Bug#778581: systemd install breaks chroot jail and compromises guest system

Wolfgang Rosner wrosner at tirnet.de
Tue Feb 17 22:34:41 GMT 2015


Hello, Michael Biebl

Am Dienstag, 17. Februar 2015 10:39:45 schrieben Sie:
> > So I think systemd got installed accidentially by breaking the chroot.
>
> What you describe sounds highly unlikely. Merely installing systemd in a
> chroot will not "break the chroot".
>
> To me it looks like you accidentally installed systemd on the host
> system yourself, or it was already installed.

Of course, this is the first explanation that came to my mind, too.

However, I had reconfigured the bash prompt of the chroot to take care of this 
risk.


Am Dienstag, 17. Februar 2015 18:42:11 schrieben Sie:
> Since the given information is not sufficient to diagnose your issue, it
> would be great if you can provide step-by-step instructions how to
> reproduce the problem and a more detail log of the events that happened.

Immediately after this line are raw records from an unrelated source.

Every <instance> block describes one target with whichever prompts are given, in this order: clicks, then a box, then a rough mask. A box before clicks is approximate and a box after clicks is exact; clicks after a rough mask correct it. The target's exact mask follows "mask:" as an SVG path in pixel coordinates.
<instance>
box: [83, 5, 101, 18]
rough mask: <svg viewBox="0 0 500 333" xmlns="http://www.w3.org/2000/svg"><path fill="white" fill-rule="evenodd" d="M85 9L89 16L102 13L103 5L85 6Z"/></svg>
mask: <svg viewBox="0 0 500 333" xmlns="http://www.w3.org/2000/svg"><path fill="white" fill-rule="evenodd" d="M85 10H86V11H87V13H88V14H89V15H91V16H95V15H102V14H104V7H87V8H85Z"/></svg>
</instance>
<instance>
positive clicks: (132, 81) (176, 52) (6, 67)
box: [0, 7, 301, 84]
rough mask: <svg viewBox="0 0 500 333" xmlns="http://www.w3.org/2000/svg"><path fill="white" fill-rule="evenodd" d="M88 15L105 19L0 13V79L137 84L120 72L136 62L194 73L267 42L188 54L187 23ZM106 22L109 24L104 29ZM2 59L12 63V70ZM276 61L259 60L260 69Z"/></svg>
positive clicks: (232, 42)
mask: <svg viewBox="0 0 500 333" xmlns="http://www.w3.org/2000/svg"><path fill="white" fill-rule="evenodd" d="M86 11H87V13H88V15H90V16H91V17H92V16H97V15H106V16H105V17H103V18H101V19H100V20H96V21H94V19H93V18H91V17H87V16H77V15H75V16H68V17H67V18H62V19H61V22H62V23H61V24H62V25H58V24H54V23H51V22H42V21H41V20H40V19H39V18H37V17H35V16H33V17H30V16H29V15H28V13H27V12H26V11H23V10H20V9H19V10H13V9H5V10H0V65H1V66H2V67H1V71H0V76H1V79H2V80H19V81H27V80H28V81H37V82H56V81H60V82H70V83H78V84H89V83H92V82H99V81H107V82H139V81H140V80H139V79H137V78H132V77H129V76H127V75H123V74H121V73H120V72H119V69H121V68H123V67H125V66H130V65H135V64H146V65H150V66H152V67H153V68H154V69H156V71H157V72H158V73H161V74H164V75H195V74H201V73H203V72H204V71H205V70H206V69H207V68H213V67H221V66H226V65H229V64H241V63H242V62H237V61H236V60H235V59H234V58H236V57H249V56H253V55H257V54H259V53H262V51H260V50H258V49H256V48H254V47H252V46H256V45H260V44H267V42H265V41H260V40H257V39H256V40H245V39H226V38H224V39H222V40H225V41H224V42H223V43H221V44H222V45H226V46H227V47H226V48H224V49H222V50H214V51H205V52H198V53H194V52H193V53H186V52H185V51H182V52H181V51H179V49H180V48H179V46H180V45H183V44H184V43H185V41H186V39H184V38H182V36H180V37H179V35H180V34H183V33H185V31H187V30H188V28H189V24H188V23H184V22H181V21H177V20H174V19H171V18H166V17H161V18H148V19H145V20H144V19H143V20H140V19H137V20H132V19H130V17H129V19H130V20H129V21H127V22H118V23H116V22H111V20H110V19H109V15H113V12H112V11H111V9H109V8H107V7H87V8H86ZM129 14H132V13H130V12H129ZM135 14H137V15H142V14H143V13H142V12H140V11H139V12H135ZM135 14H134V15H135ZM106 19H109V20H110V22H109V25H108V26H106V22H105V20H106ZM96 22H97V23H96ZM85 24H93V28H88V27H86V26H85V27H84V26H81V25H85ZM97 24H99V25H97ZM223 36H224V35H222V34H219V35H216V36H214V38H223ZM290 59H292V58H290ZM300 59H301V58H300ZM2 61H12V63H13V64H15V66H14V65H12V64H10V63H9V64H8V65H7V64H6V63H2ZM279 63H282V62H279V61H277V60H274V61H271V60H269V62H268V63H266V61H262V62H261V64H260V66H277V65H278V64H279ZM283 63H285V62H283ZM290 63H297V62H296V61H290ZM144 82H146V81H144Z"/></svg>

hm ... I understand your desire, but this not so easy from a system that 
crashed.

Il try to collect some of my copy/pastes from a database where I'm collecting 
my notes and merge it with my memory:

---------------8<-------------------------------------------------------------------------

dracut module 'systemd' will not be installed, because 
command '/lib/systemd/systemd' could not be found!


CHR#root at blade-001:~# apt-get install systemd
W: Not using locking for read only lock file /var/lib/dpkg/lock
E: dpkg was interrupted, you must manually run 'dpkg --configure -a' to 
correct the problem.

root at cruncher:/cluster/node_roots/wheezy-dbstr-2015_02_10/mp-aufs-admin# 
chroot /cluster/node_roots/wheezy-dbstr-2015_02_10/mp-aufs-admin  
dpkg --configure -a    

-----------------8<---------------------------------------------------------------------

This
	CHR#root at blade-001:~#

is the chrooted prompt

This
root at cruncher:/cluster/node_roots/wheezy-dbstr-2015_02_10/mp-aufs-admin#

is the host system prompt

So, as it looks, you are half way right:
I did call the "dpkg configure -a"  command from the host, however, chrooting 
it.

But shouldn't this be the same???
And even if I called "dpkg --configure -a" from the host - it is not supposed 
to screw the machine, is it?
Or may be, that something else was in the dpkg configuration pipeline, that 
screwed the box - completely unrelated to the chrooted systemd?

Hm, well, this could be....

I'll include the dpkg.log
Does this tell anything to you?


> reproduce the problem
setting up systems just to screw them?
Well, if this is the only option, I'd prefer to keep the issue for the 
archives.
If this never and nowhere happened before and after - fine for everybody.